Some continued to rule their respective categories, while others were usurped by those who had previously clung to their coat tails.
And in a further highlight, a grandee of print was duly saluted just days on from hanging up his editorial boots.
This was though very much the Guardian’s night. Taylor landed the biggest print prize of them all, Sports Writer of the year – a clear winner in the eyes of rival editors who must covet having him in their ranks.
The Nottingham-born wordsmith had earlier completed a hat-trick of wins in the Football Writer’s category, sponsored by UEFA Together #WePlayStrong.
And he may well have carried off Scoop of the year for his Eni Aluko ‘Bullying in Football’ expose had it not been for colleagues Martha Kelner and Sean Ingle taking the prize for lifting the lid on Chris Froome’s failed drugs test, a revelation which left rivals chasing the game.
Donald McRae joined their roll of honour with the Sports Feature Writer accolade, while Ingle further added to the stash with the Special Correspondent laurels.
Add in the honour of being named ‘Best Sports Website’ and it was no surprise when the team carried off ‘Sports Newspaper of the Year’ to boot.
Among other notable print awards, Boxing News cleaned up in the Special Sports Edition category for the second year running, their 100 Greatest British Boxers a triumph of research for Matt Christie and his team.
That wasn’t the only nod to pugilism on the night as Ronald Mcintosh collected the Radio Sport Live Broadcast honours for BBC Radio 5-Live’s Joshua/Klitschko coverage and BBC Radio Leeds’ absorbing tale ‘Pretty Boy’ – a tale of bare knuckle boxing took the Radio Sport Factual prize.
Each took the opportunity to pay sobering tribute to Scott Westgarth who tragically lost his life after winning a fight in Doncaster on Saturday.
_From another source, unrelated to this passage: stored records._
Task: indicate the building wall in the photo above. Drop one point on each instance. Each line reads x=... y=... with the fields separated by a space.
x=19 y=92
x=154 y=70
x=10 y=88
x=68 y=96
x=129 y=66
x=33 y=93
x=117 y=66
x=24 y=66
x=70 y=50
Broadcast Sports presenter Mark Chapman proved a popular winner, choosing his moment on stage to send a message of support to Sky’s Simon Thomas, still grieving the tragic and sudden loss of his wife Gemma to leukaemia.
Such messages show a competitive industry still has room for a compassionate heart.
Richard ‘Dickie’ Pelham dominated the photographic gongs, a coup for the tabloids, winning Sports Picture, Football Portfolio and the big one ‘Photographer of the Year.’ To see a man never usually short of a word, increasingly lost for them amid rising emotion said much for his enduring passion for the industry.
As a young journalist, I remember learning from Anthony Clavane about the wineglass feature – leaving a kick in the tail of your piece.
It therefore seems fitting to end with David Walker as the deserving recipient of the Doug Gardner Award for services to Journalism.
He of course protested there were others in the room more deserving – but that’s David Walker (pictured above).
His absence from the editorial floor leaves a huge void, though he has pledged to remain an influence on the SJA committee for now at least – Amen to that.